We Are Not Beasts of Burden: Cesar Chavez and the Delano Grape Strike. Lerner/ Twenty First Century, 2010. $38.60. 978-0761346082

Traces the history of California farmworkers fighting for better working and living conditions. Includes the history of Chinese, Japanese, Filipino and Latino workers and their importance in shaping California's culture and history.

Rockliff, Mara.
Get Real: What Kind of World Are You Buying? Running Press, 2010. $10.95.978-0762437450

Highly illustrated and conversational, the short personal stories interspersed with down-to-earth information about workers' conditions and environmental impact urge teens, who have become one of the fastest growing and largest percentages of the purchasing market, to make choices on using their purchasing power wisely to become ethical, green consumers.

Selzer, Adam.
The Smart Aleck's Guide to American History. Random House Children’s Publishing/ Delacorte, 2010. $12.99 978-0385736503

This title makes history come alive by adding a little silliness and a lot of sarcasm and humor. Often witty and clever, the brief chapter and many jokes that cover early exploration to the Obama administration touch on the many important points of American history as well as the many plainly ridiculous and enjoyably obscure.

Stone, Tanya Lee.
The Good, the Bad and the Barbie: A Doll's History and Her Impact on Us. Penguin/ Viking, 2010. $19.99. 978-0670011872

Stone provides a thoughtful, readable history of Barbie, from her introduction in 1959 up to the present. The book presents a balanced view of Barbie, incorporating the voices of girls and (now grown) women who played with and/or were influenced by the doll.

Walker, Sally.
Frozen Secrets: Antarctica Revealed. Lerner/ Carolrhoda, 2010. $10.95. 978-1580736075.

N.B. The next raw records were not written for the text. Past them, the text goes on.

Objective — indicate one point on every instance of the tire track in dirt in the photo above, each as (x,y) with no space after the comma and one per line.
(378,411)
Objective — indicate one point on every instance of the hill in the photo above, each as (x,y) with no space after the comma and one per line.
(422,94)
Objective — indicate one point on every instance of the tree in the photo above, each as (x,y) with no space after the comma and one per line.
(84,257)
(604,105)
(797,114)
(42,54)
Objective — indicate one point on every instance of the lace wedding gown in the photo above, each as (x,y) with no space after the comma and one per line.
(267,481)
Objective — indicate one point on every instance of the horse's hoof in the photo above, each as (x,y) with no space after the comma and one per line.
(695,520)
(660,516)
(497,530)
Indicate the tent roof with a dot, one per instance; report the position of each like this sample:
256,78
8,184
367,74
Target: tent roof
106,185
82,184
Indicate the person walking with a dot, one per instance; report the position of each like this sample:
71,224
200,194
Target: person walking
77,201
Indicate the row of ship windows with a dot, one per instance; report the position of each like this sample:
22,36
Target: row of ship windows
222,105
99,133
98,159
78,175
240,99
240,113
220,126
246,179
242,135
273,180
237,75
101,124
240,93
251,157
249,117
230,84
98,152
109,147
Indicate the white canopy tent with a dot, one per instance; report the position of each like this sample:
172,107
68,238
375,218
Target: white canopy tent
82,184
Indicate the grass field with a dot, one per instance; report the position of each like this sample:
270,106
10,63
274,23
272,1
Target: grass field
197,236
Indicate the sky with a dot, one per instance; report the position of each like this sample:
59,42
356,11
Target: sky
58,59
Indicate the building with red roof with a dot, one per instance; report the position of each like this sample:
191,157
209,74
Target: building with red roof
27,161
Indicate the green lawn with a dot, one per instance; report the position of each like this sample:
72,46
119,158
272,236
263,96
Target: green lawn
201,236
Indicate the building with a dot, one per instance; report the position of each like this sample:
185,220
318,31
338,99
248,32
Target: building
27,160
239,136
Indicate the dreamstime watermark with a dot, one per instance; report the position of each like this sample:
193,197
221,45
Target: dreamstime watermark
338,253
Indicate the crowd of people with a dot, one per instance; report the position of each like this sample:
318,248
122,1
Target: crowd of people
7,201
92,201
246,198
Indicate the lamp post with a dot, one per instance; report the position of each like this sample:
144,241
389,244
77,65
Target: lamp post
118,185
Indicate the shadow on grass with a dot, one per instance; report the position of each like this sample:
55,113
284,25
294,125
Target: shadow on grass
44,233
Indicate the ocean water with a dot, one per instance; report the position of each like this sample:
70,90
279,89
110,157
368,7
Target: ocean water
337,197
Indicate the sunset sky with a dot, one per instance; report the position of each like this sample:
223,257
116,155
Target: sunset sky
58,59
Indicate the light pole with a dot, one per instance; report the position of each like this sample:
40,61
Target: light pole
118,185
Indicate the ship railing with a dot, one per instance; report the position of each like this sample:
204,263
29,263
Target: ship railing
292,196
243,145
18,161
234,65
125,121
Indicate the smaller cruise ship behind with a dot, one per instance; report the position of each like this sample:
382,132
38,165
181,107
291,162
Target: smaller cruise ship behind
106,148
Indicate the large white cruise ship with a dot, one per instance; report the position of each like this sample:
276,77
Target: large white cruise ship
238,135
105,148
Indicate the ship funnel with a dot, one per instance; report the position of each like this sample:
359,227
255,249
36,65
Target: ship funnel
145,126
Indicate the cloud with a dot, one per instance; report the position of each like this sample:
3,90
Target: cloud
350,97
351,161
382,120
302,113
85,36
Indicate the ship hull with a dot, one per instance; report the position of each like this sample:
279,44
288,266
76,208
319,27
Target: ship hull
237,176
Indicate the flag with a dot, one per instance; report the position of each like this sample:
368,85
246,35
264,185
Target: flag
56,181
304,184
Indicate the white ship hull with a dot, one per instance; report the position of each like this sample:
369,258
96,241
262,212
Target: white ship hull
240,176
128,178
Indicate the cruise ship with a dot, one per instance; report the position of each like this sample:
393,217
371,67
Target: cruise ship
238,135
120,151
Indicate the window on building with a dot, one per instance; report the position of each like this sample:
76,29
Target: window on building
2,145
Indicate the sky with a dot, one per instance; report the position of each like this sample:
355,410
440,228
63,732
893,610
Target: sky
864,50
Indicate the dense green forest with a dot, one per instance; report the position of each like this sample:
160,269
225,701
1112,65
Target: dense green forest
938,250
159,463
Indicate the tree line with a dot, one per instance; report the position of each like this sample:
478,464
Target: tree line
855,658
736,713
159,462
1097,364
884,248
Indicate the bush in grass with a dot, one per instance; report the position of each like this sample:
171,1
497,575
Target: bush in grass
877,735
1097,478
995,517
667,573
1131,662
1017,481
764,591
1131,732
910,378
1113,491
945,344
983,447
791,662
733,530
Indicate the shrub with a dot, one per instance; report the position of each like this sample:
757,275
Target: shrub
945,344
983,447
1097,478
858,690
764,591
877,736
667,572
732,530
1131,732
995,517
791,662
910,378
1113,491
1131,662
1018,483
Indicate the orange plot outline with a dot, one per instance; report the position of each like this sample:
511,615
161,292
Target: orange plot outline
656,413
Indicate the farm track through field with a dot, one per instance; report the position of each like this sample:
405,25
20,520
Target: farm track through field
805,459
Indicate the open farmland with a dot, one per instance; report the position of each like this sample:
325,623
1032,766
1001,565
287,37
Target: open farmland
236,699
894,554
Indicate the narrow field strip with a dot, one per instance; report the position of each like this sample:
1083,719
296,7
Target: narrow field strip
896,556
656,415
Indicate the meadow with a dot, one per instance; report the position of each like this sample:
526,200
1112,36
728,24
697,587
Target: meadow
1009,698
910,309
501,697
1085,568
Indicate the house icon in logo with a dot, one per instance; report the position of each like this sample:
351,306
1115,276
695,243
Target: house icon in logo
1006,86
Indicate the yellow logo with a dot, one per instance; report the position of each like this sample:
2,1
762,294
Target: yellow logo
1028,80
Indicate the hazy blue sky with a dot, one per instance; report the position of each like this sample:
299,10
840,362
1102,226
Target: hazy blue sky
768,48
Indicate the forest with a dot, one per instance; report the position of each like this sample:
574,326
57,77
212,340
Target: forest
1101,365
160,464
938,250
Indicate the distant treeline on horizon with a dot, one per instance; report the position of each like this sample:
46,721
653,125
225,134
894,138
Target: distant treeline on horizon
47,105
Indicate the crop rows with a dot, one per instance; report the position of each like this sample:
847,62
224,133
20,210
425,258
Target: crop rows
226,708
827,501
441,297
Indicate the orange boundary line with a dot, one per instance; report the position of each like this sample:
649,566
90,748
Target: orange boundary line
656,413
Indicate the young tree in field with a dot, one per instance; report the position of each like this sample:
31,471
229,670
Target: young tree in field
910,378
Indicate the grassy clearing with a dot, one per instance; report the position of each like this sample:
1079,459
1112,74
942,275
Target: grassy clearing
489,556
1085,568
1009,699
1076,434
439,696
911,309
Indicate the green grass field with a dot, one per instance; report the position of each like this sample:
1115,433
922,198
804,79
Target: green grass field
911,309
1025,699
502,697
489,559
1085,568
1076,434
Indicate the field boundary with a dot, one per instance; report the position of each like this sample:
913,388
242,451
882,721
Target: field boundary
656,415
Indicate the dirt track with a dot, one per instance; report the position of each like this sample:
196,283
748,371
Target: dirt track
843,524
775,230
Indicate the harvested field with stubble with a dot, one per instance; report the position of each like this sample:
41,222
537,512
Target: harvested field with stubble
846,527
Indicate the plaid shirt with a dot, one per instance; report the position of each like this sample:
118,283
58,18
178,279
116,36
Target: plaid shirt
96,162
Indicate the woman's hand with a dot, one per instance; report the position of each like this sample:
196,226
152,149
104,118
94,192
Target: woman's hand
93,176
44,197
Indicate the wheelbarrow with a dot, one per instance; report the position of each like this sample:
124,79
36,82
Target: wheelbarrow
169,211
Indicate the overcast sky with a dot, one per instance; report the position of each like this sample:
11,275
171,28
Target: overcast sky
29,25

In a book that captures the heart of the fascination with Antarctica, Frozen Secrets reveals the fascination, past and present, scientists have had for the continent of Antarctica. Breathtaking illustrations and page-turning text make this a favorite of science geeks and survival fans.

Wooldridge, Connie .
The Brave Escape of Edith Wharton: A Biography. Houghton Mifflin Harcourt/ Clarion, 2010. $20. 978-0547236308.

A look into the extravagant life and times of the famous writer, Edith Wharton. From her troubled marriage, her many male acquaintances, her charity work and writing, Wooldridge pens the story of an extraordinary life.

Wright, Simeon with Herb Boyd.
Simeon's Story: An Eyewitness Account of the Kidnapping of Emmett Till. Chicago Review/ Lawrence Hill Books, 2010. $19.95. 978-1556527838

With a fresh perspective and never before been told details, Simeon Wright, the cousin of Emmett Till, offers a first hand account of the famous kidnapping and murder found in every American history textbook. This riveting memoir reveals details not discussed in the well-known documentaries produced on this topic adn show a public murder as a tragic family event with national importance.